Günümüzde ise yaratıcılık sürecini yönetmek 125 yıl öncesine göre kuşkusuz daha kolay. Yine de bunu başaran şirket sayısı oldukça az. Uzmanlara göre, burada asıl konu sürekli denemeyi sürdürmek. Bir “think tank” kuruluşu olan Future Institute Araştırma Direktörü Paul Safo, “Yeni bir yeniliğe imza atmak, yıldırımın iki kez düşeceği bir çevre hazırlamaya benzer” diyor. Aslında Safo, bu sözleriyle yen bir ürün yaratım sürecindeki zorlukların hala devam ettiğine dikkat çekiyor.
Geçmişte tesadüfler ön plandaydı
Günümüzde çığır açan yaratıcılık örneklerine bakıldığında ilginç bir sonuç ortaya çıkıyor. Bu yenilik çalışmalarının çoğu tesadüfler eseri ortaya çıkmış durumda.
Örneğin, “Penicilin”, bekleyen bulaşıkların üstündeki küften oluşturularak ilaç dünyasında çığır açtı. Teflon, başlarda başarısız bir soğutucu olarak adlandırıldı. Son dönemde her yaratıcılık öyküsünün en önemli örneği olarak gösterilen Post-it ise aslında vasat bir yapıştırıcı yapılmaya çalışılırken ortaya çıkmış bir ürün.
Uzmanlar, bu örneklere dayanarak son yıllarda ortaya çıkan yenilik çalışmalarının iyi bir yönetimin eseri olmadığını düşünüyor. Şirketlerin de son yıllarda yenilik ve yaratıcılık çalışmaları konusunda oldukça az yol kat ettiği görüşü hakim. Yine de Toyota Motor, Apple, Procter&Gamble ve GE gibi bu süreci iyi yöneten şirketler de var. Bu şirketlerin ortak sırrı ise çoğu girişimin başarısız olacağını düşünmelerine rağmen, yenilik adına çalışmalarını sürekli sürdürmeleri, denemekten vazgeçmemeleri.
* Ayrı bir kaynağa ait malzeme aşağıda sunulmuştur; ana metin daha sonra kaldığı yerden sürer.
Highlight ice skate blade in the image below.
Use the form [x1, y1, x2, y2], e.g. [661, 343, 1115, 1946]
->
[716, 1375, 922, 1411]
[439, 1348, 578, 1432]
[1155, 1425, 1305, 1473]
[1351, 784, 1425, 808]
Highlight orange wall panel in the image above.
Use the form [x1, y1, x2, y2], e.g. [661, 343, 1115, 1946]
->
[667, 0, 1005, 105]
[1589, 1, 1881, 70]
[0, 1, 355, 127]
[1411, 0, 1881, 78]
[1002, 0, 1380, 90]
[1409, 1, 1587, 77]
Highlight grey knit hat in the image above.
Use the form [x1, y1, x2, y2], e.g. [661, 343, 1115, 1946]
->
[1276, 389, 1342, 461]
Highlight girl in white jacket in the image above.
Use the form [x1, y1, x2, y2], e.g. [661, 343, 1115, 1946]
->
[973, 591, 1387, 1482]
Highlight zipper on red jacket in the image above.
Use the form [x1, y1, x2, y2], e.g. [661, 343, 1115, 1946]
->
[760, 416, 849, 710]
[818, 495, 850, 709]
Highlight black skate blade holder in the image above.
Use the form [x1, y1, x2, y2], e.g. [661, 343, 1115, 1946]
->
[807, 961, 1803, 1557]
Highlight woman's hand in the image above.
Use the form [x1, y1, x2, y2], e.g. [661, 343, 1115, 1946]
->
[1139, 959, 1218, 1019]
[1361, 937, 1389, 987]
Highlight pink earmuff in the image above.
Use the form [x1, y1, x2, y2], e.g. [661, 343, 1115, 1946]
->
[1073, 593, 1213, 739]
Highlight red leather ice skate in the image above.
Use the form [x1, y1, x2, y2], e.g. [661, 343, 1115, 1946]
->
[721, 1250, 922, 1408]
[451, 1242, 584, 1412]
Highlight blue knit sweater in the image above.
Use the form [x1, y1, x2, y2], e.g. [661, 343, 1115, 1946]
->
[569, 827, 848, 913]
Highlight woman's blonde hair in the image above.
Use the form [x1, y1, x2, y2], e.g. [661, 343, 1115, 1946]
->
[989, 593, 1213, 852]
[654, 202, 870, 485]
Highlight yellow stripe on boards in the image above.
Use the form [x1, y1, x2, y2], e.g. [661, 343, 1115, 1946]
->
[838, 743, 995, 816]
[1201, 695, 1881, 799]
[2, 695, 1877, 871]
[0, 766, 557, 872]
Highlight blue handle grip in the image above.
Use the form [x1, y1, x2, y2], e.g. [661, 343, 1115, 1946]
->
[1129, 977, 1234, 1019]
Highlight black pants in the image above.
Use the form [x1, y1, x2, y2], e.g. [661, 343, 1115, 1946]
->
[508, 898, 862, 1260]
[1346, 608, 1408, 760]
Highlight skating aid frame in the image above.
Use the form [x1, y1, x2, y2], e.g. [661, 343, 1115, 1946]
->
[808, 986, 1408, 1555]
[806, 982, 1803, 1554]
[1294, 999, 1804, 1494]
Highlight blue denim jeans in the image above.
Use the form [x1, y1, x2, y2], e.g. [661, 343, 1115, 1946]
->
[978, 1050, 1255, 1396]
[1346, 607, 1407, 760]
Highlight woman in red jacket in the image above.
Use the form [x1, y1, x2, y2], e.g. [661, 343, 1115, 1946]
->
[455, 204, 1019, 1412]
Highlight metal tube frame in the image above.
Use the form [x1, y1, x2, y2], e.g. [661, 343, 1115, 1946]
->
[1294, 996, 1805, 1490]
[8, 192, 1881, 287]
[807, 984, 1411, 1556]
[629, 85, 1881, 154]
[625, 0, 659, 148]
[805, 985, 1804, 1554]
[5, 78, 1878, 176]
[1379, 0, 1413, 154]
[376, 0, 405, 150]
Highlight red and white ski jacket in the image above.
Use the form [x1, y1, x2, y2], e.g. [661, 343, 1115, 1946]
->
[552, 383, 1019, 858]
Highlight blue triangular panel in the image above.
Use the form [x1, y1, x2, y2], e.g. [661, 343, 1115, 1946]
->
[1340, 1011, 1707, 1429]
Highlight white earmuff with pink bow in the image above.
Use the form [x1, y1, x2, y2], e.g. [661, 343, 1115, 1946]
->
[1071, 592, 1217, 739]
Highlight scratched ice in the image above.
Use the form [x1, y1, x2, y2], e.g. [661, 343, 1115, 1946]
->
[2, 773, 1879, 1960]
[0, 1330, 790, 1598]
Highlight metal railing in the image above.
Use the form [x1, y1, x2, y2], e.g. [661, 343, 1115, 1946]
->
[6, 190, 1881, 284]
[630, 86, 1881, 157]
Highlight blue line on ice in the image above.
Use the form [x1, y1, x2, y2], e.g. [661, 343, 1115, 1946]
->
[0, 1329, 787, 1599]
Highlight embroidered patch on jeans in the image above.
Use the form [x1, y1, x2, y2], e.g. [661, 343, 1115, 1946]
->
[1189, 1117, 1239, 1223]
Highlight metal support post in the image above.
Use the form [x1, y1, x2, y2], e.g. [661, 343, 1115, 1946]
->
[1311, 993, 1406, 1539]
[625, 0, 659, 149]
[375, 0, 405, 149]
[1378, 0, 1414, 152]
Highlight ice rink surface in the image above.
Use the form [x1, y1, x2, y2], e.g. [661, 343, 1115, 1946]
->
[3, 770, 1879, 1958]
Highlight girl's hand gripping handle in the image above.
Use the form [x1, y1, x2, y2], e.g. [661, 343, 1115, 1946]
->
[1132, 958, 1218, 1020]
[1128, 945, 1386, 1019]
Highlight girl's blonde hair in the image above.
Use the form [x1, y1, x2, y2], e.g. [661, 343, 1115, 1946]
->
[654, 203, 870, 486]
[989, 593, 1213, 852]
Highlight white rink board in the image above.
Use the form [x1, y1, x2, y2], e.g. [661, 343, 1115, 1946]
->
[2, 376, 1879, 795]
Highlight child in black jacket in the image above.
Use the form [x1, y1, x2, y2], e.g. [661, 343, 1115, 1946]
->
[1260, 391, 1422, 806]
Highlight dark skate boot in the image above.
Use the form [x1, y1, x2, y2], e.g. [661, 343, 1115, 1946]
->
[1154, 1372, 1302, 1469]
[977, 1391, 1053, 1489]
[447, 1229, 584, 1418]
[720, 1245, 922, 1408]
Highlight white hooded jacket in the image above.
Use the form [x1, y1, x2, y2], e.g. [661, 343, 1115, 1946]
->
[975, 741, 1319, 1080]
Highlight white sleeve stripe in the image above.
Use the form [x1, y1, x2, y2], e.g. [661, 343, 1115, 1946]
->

En büyük olmak önemli değil
Uzmanlara göre, artık büyük fabrikalara sahip olmanın ya da yüksek üretim kapasitesinin bir anlamı yok. Riske girip, yeni fikirler üretmek ve bu fikirleri iyi yönetmek ayakta kalmanın yeni kuralı. Son yıllarda teknoloji piyasalarında çığır açan iPod’un yaratıcısı Apple bunu en iyi başaran örneklerden biri. Şirket, 2001 yılında Sony’nin Walkman’ine karşı yeni bir ürün çıkarmak için kolları sıvadı. Bu çalışma sonucunda iPod piyasaya sunuldu.
CEO Steven Jobs, ürünün satışa sunulmasından 9 ay sonra sadece donanım tarafında bu işi yürütmenin yeterli olmayacağını düşündü. Ve o güne kadar herkes tarafından imkansız gibi görünen, kolay ve yasal yoldan farklı şarkıları tüketicilere bedava sunmak için çalışmaya başladı. Jobs, bu hayalini çok değil iki yıl içinde gerçekleştirmeyi başardı.
Apple, 200 bin şarkının indirilebildiği bir online yükleme mağazası oluşturdu. Jobs’un bu hamlesiyle Apple 3,7 milyon adet satış hacmine ulaştı ve teknoloji sektörünün en gözde ürününün sahibi oldu. Jobs, bu başarıyı ürünü destekleyecek yeni ürünler sunduğu ve süreci iyi yönettiği için elde etti.
Starbucks’ın farklı girişimi
Çoğu insan Starbucks’ı sadece bir kahve dükkanı olarak bilir. CEO Howard Schultz’a göre ise Starbucks’ın tüketicilerine sunacağı daha farklı özellikleri de var. Schultz, Starbucks’ın 8 bin adetlik mağaza zincirini kişilerin ev ve iş yerleri dışında da zaman geçirebileceği mekanlar olarak yeniden düzenledi.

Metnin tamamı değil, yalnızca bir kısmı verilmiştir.